Road passage in western Norway

The Atlantic Ocean Tunnel (Atlanterhavstunnelen) is an undersea tunnel that is part of Norwegian County Road 64 which connects Kristiansund Municipality to Averøy Municipality in Møre og Romsdal county, Norway. The eastern end of the tunnel is on Kirkelandet island in the town of Kristiansund and the western end of the tunnel is on the island of Averøya, just west of the village of Sveggen. The 5727 m long tunnel runs beneath the Bremsnesfjorden, reaching a depth of 250 m, making it one of the deepest undersea tunnels in the world.

Construction began in 2006, and the tunnel opened on 19 December 2009, later than initially estimated. Breakthrough was in March 2009. Problems with water leaks caused delays and cost overruns.
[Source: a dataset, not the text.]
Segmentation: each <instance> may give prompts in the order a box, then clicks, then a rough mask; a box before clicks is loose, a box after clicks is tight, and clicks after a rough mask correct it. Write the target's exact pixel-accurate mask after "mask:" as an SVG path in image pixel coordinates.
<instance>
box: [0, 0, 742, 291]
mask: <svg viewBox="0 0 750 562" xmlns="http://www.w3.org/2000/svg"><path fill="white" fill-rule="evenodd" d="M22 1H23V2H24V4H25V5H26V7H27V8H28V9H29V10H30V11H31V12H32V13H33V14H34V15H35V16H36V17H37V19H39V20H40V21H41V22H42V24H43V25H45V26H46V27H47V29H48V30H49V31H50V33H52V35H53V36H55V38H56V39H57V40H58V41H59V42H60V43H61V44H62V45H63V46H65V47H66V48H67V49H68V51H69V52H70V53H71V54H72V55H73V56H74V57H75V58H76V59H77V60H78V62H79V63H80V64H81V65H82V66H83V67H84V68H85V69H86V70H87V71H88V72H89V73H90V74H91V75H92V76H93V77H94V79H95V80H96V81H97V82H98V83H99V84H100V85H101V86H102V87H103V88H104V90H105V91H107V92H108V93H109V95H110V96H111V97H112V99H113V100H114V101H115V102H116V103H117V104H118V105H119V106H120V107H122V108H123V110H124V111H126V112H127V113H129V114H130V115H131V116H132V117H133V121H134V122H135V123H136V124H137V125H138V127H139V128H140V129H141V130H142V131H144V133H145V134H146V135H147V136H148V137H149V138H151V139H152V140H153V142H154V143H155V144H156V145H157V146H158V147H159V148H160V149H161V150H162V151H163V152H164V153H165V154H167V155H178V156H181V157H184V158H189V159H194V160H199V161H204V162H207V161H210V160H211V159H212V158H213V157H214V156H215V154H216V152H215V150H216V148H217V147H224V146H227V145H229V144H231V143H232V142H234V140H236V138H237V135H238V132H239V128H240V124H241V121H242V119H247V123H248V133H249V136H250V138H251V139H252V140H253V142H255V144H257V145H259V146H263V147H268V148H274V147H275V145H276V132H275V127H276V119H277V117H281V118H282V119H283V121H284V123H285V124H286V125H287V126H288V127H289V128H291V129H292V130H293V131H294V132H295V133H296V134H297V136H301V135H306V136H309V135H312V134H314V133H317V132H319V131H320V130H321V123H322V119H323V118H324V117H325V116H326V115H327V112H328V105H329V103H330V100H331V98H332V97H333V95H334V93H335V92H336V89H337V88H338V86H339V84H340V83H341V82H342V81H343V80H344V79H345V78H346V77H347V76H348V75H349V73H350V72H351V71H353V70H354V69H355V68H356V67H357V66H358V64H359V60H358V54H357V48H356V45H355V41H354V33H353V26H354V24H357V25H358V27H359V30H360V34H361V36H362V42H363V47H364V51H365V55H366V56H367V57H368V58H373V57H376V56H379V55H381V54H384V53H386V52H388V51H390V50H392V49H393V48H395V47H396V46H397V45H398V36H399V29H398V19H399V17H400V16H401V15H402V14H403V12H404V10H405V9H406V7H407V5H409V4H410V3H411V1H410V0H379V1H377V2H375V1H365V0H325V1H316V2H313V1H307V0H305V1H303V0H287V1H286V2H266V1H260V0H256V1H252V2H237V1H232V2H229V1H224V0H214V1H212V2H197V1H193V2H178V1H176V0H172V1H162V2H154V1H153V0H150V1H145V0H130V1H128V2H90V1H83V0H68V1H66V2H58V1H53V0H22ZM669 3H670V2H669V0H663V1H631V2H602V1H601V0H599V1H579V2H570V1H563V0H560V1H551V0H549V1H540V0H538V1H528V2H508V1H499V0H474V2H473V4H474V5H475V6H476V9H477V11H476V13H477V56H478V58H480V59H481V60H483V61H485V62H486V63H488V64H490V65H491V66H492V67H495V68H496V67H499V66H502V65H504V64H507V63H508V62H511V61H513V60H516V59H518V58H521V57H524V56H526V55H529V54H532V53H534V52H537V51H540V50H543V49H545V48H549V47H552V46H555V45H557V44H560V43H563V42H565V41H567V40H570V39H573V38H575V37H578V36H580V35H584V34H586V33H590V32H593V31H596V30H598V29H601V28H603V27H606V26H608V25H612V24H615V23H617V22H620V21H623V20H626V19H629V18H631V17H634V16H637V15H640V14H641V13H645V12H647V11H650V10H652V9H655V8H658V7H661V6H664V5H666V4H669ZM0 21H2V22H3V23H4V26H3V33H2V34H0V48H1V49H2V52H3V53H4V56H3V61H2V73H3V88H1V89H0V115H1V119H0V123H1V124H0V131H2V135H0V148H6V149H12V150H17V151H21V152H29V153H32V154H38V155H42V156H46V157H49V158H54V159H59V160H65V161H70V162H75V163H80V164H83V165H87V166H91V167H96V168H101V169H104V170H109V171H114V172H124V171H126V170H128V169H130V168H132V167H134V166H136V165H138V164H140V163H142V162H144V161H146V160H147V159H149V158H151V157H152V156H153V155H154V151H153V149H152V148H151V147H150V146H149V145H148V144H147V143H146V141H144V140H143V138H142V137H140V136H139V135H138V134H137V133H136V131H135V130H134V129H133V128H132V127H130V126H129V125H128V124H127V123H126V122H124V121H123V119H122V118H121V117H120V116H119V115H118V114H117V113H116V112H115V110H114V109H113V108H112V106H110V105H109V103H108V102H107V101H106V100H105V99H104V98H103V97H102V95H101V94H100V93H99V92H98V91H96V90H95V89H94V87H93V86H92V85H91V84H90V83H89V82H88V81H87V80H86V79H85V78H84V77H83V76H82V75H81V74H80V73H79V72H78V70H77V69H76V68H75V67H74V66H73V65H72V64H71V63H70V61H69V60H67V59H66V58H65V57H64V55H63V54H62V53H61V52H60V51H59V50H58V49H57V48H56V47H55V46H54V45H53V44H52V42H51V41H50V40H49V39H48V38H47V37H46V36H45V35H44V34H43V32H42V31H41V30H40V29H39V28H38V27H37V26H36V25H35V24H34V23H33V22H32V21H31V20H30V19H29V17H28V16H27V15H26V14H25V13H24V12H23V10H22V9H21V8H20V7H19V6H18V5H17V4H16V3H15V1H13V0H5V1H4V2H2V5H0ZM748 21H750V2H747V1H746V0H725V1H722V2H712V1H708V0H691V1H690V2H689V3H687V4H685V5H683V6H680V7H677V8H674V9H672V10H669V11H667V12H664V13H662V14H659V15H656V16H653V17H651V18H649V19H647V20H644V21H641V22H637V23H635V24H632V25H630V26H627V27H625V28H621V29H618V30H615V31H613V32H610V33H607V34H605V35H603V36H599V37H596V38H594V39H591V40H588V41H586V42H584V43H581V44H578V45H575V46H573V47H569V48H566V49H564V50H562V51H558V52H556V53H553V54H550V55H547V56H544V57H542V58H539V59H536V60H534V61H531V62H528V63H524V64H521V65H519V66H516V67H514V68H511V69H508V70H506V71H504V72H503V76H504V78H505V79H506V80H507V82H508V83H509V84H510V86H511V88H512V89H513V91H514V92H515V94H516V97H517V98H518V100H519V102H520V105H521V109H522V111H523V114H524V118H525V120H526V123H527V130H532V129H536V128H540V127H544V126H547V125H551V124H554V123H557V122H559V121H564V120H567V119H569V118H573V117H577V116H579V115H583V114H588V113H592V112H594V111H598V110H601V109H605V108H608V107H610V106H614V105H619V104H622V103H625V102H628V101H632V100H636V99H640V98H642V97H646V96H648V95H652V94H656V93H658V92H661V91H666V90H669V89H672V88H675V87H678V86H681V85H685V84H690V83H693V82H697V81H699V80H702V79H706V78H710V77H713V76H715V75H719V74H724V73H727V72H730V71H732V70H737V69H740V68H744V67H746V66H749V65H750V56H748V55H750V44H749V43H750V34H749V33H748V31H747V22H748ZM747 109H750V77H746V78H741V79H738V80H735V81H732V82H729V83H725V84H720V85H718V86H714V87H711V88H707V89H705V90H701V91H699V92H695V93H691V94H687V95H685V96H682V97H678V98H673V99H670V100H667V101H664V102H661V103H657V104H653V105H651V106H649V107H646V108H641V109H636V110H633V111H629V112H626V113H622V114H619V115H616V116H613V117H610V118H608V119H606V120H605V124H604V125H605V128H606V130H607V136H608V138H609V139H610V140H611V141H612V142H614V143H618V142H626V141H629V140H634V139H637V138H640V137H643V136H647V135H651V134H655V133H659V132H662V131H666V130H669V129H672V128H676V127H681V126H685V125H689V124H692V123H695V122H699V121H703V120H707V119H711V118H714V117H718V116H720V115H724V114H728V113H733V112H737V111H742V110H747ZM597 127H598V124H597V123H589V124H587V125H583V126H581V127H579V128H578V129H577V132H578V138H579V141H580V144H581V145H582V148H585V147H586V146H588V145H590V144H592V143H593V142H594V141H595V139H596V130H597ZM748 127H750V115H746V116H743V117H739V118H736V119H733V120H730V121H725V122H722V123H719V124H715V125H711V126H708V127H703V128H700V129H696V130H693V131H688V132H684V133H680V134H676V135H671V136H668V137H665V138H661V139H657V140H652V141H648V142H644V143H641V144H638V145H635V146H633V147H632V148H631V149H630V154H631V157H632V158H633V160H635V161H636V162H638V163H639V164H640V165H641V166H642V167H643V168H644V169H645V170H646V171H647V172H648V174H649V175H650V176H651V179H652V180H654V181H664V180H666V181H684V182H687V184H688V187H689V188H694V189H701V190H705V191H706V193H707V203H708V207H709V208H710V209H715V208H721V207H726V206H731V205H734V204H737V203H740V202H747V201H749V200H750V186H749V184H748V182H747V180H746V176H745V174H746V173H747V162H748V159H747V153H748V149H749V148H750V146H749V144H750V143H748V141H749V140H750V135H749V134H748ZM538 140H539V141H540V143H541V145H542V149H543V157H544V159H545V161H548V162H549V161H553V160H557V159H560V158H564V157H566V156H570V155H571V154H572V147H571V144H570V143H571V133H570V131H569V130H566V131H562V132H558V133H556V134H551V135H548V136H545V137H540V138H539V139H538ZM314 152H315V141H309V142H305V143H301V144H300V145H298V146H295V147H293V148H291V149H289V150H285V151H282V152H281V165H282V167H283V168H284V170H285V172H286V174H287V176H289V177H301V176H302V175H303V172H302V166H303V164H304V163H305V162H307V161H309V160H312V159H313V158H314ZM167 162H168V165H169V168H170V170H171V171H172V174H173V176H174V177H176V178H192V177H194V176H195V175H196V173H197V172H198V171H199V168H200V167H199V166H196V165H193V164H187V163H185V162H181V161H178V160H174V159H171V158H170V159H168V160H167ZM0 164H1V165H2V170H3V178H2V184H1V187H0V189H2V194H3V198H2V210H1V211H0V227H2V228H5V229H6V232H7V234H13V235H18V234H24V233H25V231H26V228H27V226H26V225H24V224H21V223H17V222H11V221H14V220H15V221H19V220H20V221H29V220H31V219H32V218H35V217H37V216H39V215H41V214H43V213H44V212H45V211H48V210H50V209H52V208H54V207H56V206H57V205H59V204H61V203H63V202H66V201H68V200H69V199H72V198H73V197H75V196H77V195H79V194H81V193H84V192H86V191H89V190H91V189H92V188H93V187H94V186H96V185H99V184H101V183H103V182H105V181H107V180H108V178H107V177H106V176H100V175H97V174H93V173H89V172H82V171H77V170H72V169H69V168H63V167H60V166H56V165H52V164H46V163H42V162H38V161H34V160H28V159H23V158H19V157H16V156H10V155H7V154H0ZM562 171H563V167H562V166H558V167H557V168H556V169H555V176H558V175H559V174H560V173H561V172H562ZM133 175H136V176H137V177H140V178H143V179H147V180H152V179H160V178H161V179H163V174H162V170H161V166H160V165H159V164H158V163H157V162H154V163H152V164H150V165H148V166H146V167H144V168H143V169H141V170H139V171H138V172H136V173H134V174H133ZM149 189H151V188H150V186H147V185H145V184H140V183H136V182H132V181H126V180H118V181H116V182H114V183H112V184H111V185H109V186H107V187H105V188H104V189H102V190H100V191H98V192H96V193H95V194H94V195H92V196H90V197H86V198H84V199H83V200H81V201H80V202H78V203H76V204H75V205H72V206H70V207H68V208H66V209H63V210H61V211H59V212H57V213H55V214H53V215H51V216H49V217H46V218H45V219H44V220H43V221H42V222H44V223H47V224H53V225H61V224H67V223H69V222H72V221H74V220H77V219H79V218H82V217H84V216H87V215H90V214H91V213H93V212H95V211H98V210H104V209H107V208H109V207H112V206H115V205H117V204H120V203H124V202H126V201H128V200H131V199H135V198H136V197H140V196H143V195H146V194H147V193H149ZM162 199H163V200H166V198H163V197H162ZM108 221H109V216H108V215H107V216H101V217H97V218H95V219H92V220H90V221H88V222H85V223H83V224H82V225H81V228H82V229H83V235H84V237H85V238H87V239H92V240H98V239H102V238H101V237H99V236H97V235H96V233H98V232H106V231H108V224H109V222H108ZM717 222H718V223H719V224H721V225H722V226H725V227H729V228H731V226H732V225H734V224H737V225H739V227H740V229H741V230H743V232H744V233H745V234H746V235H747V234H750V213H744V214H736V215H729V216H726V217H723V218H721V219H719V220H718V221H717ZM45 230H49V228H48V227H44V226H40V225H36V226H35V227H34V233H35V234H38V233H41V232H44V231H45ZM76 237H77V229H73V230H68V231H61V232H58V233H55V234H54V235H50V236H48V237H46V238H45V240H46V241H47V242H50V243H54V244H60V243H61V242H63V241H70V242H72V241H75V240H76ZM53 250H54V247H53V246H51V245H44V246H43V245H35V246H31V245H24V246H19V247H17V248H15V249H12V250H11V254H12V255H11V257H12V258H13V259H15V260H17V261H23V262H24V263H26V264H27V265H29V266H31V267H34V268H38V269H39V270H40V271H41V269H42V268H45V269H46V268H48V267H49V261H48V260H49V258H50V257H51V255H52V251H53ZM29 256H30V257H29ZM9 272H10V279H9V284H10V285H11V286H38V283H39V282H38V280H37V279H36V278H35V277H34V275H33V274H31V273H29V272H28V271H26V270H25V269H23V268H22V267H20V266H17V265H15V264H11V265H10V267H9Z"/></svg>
The name of the tunnel comes from its connection of two islands located at the open Atlantic Ocean, and serves as an extension of the Atlantic Ocean Road (Atlanterhavsveien), a popular tourist attraction. The road runs over a series of small islands with views of sea, fjord, and mountains, connecting Averøya to the mainland near the town of Molde.

As of 1 July 2020, the tunnel is no longer a toll tunnel and driving through the tunnel is free for all types of vehicle.